Bulgarie : avec l’euro, hausse des prix et réactions citoyennes

Trois mois après l’adoption de l’euro, le 1ᵉʳ janvier 2026, l’intégration de la Bulgarie dans la zone euro continue de susciter des réactions contrastées dans le pays, centrées sur les prix à la consommation, et ce même si l’administration affirme que la transition monétaire se déroule techniquement bien.

Depuis janvier, les Bulgares ont été invités à signaler toute irrégularité ou abus liés à la conversion des prix, aux services bancaires ou à l’assurance. Des instances telles que la Commission pour la protection des consommateurs ou l’Agence nationale des recettes ont été saisies de multiples fois par les consommateurs, permettant de faire remonter des cas de mauvais étiquetage ou de mauvais calcul lors de l’affichage des prix en euros et en leva (par exemple, des erreurs d’arrondi ou des écarts dans les tarifs). Ces signalements font partie d’un mécanisme de surveillance active du marché durant la phase d’adaptation à la nouvelle monnaie. L’Agence nationale des revenus (NAP) aurait infligé des sanctions financières à plusieurs commerçants pour des pratiques considérées comme des majorations injustifiées dans les prix de certains biens, totalisant environ 200 000 leva (100 000 euros).

Le débat se porte notamment sur l’évolution du prix des carburants, une forte augmentation pouvant avoir un effet domino sur l’ensemble des coûts des biens et services, notamment en raison de coûts de transport plus élevés.

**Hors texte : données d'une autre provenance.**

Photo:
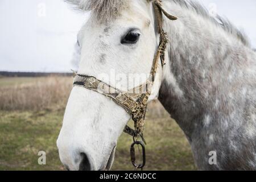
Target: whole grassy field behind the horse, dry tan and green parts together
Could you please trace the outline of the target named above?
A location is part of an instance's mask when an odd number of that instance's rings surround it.
[[[0,78],[0,170],[64,170],[56,147],[71,77]],[[145,170],[195,170],[191,147],[159,102],[149,106]],[[113,170],[131,170],[132,139],[118,140]],[[46,151],[46,165],[38,152]]]

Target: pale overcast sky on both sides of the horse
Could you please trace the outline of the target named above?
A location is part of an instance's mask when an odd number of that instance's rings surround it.
[[[255,0],[200,1],[242,28],[256,47]],[[70,72],[87,16],[63,0],[0,0],[0,71]]]

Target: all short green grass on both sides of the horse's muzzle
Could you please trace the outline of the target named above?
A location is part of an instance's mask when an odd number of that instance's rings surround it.
[[[0,170],[63,170],[56,147],[64,111],[0,111]],[[145,170],[194,170],[192,154],[183,132],[167,114],[146,119]],[[119,138],[113,170],[133,169],[127,134]],[[47,164],[38,164],[46,151]]]

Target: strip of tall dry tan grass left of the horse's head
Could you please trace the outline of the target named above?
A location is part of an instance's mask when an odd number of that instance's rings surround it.
[[[5,82],[9,78],[1,78]],[[23,78],[24,79],[24,78]],[[65,107],[72,88],[71,77],[42,77],[23,81],[12,78],[0,86],[0,110],[43,110]]]

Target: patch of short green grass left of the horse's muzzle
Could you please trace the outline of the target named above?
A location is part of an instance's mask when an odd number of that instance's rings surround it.
[[[63,111],[0,112],[1,170],[63,169],[56,148]],[[46,151],[47,165],[38,164]]]

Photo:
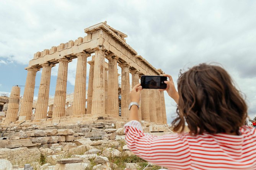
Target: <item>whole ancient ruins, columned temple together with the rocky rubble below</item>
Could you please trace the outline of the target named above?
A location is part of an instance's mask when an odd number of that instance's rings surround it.
[[[126,43],[127,35],[106,22],[86,28],[85,33],[85,37],[34,54],[25,68],[22,98],[19,86],[12,87],[10,98],[0,96],[0,169],[142,170],[148,164],[130,152],[124,140],[129,92],[141,75],[163,71],[137,55]],[[75,58],[75,89],[67,91],[68,63]],[[51,70],[57,63],[55,95],[49,96]],[[33,100],[40,69],[38,99]],[[166,123],[164,101],[163,91],[142,90],[139,119],[143,132],[173,133]],[[151,168],[156,165],[147,169]]]

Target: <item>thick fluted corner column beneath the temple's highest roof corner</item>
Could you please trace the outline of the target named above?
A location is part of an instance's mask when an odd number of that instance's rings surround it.
[[[100,48],[95,48],[92,114],[105,114],[105,52]]]

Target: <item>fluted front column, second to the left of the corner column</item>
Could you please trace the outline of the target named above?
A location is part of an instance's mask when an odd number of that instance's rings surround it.
[[[67,95],[67,75],[68,63],[72,60],[67,58],[58,59],[59,69],[55,88],[52,117],[62,117],[65,115],[65,103]]]

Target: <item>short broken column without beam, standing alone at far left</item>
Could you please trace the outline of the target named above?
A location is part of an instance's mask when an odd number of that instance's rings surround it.
[[[16,122],[20,106],[20,87],[13,86],[6,112],[5,123]]]

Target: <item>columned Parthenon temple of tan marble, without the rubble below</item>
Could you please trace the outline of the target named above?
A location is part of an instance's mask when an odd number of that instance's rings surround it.
[[[127,120],[129,110],[129,92],[140,82],[141,75],[161,75],[156,69],[126,43],[127,35],[101,22],[84,29],[85,37],[60,43],[57,47],[45,49],[34,54],[29,61],[23,102],[19,116],[16,105],[10,99],[5,123],[39,122],[49,119],[52,122],[65,116],[68,63],[77,58],[75,88],[73,93],[72,114],[78,119],[90,116],[112,117]],[[87,62],[87,58],[91,61]],[[107,59],[107,63],[105,60]],[[59,63],[54,102],[49,105],[49,87],[51,69]],[[86,64],[90,64],[88,87],[86,87]],[[119,95],[118,71],[121,67],[121,95]],[[38,99],[34,119],[31,120],[36,73],[42,69]],[[132,82],[130,82],[130,75]],[[14,94],[20,93],[14,87]],[[86,90],[86,88],[88,90]],[[16,91],[16,92],[15,92]],[[86,99],[87,95],[87,99]],[[16,95],[17,96],[17,95]],[[14,97],[15,98],[15,97]],[[121,99],[121,106],[119,100]],[[166,124],[166,110],[163,91],[142,90],[139,119],[148,122]],[[11,110],[10,107],[13,107]],[[120,114],[121,111],[121,114]]]

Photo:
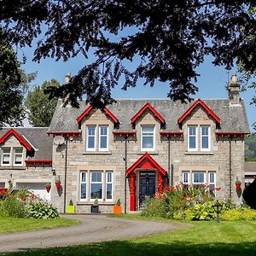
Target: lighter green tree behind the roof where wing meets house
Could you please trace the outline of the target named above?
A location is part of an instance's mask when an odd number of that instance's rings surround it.
[[[55,79],[45,81],[41,86],[35,86],[32,91],[28,91],[26,97],[26,108],[28,109],[29,123],[33,126],[47,127],[50,124],[58,99],[56,97],[49,100],[49,95],[44,90],[49,87],[58,88],[59,82]]]

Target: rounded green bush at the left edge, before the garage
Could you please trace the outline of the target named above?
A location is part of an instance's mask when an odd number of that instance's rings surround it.
[[[7,195],[0,202],[0,216],[3,218],[26,218],[26,205],[14,195]]]

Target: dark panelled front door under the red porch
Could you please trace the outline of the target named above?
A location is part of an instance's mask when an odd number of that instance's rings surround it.
[[[140,172],[140,206],[146,196],[155,194],[155,172]]]

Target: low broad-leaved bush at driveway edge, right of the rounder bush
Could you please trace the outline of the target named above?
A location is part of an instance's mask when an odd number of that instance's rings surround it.
[[[59,218],[60,213],[56,207],[42,201],[31,202],[28,206],[28,218]]]

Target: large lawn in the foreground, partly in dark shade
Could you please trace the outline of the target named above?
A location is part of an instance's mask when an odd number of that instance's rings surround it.
[[[132,240],[98,242],[5,255],[256,255],[256,221],[219,224],[209,221],[189,224],[189,229]]]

L’adoption de l’euro suscite des perceptions contrastées au sein de la population. Dans un sondage en ligne réalisé début mars 2026 par le média Novinite, 38,8 % des répondants estiment que la nouvelle monnaie conduit à une hausse des prix et va alimenter l’inflation, tandis que 34 % y voient une opportunité de stabilité économique à plus long terme.

Sources : Novinite, Marica.bg, Segabg, BnrNews.bg, Dunavmost.com, Bgonair.bg, Chernomore.bg.